A film of saliva typically helps hold dentures in place. Denture adhesives may be used if the salivary glands do not produce a sufficient amount of saliva. Denture adhesives are not, however, a remedy for ill-fitting dentures. A denture that fits poorly (i.e., feels loose or causes discomfort) may need to be relined or replaced as it can contribute to the development of mouth sores.

Denture adhesives, also called denture adherents, are creams, powders, wafers or strips that are used to hold dentures firmly in place. The adhesive also helps form a seal that keeps food particles from sticking between the dentures and gums. Adhesive is applied to clean dentures, which are then positioned in the mouth and held in place for a few seconds, according to the manufacturer’s instructions.

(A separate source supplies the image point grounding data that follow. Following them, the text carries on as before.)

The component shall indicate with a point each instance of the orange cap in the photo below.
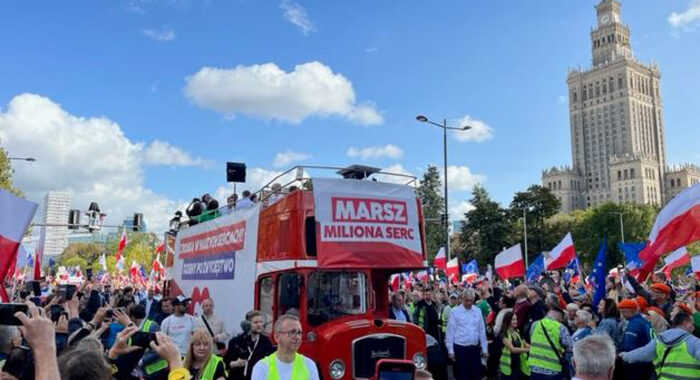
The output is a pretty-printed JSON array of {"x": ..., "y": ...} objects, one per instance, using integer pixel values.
[
  {"x": 642, "y": 303},
  {"x": 628, "y": 304},
  {"x": 685, "y": 308},
  {"x": 663, "y": 288},
  {"x": 656, "y": 310}
]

During denture cleaning, adhesive should be removed with gentle scrubbing to prevent contamination.

5. Look After Your Whole Mouth

You still need to care for your gums, even with complete dentures. When you take out your dentures, give your mouth a good rinse and then massage your gums with a washcloth or a soft toothbrush. If you have partial dentures, you still need to properly brush and floss your regular teeth every day.

6. See Your Dentist
You still need to see your dentist at least once a year. Dr, Tedford will examine your oral tissues for changes and for sores that might become cancerous and he will also provide advice as to oral hygiene and denture care.

7. Watch for Changes in Fit
If your dentures aren’t fitting properly or don’t feel right, please check in with Dr. Tedford, your Ooltewah Dentist. He may be able to adjust your dentures
or recommend a solution. The gums and bones in our mouths change over time, which can lead to an improper denture fit. Poorly fitting dentures can cause problems like sores, pain and burning and may be a sign of periodontal disease.

8. Nourish Your Body
Be sure to be eating a balanced diet. Research suggests that proper nutrition slows the progress of gum disease, so a healthier diet could even mean a healthier mouth.

9. Use ADA Approved Products

A company earns the ADA Seal of Acceptance by producing scientific evidence that demonstrates the safety and efficacy of its product, which the ADA Council on Scientific Affairs carefully evaluates according to objective requirements.

Look for the ADA Seal—your assurance that the product has been objectively evaluated for safety and efficacy by an independent body of scientific experts, the ADA Council on Scientific Affairs.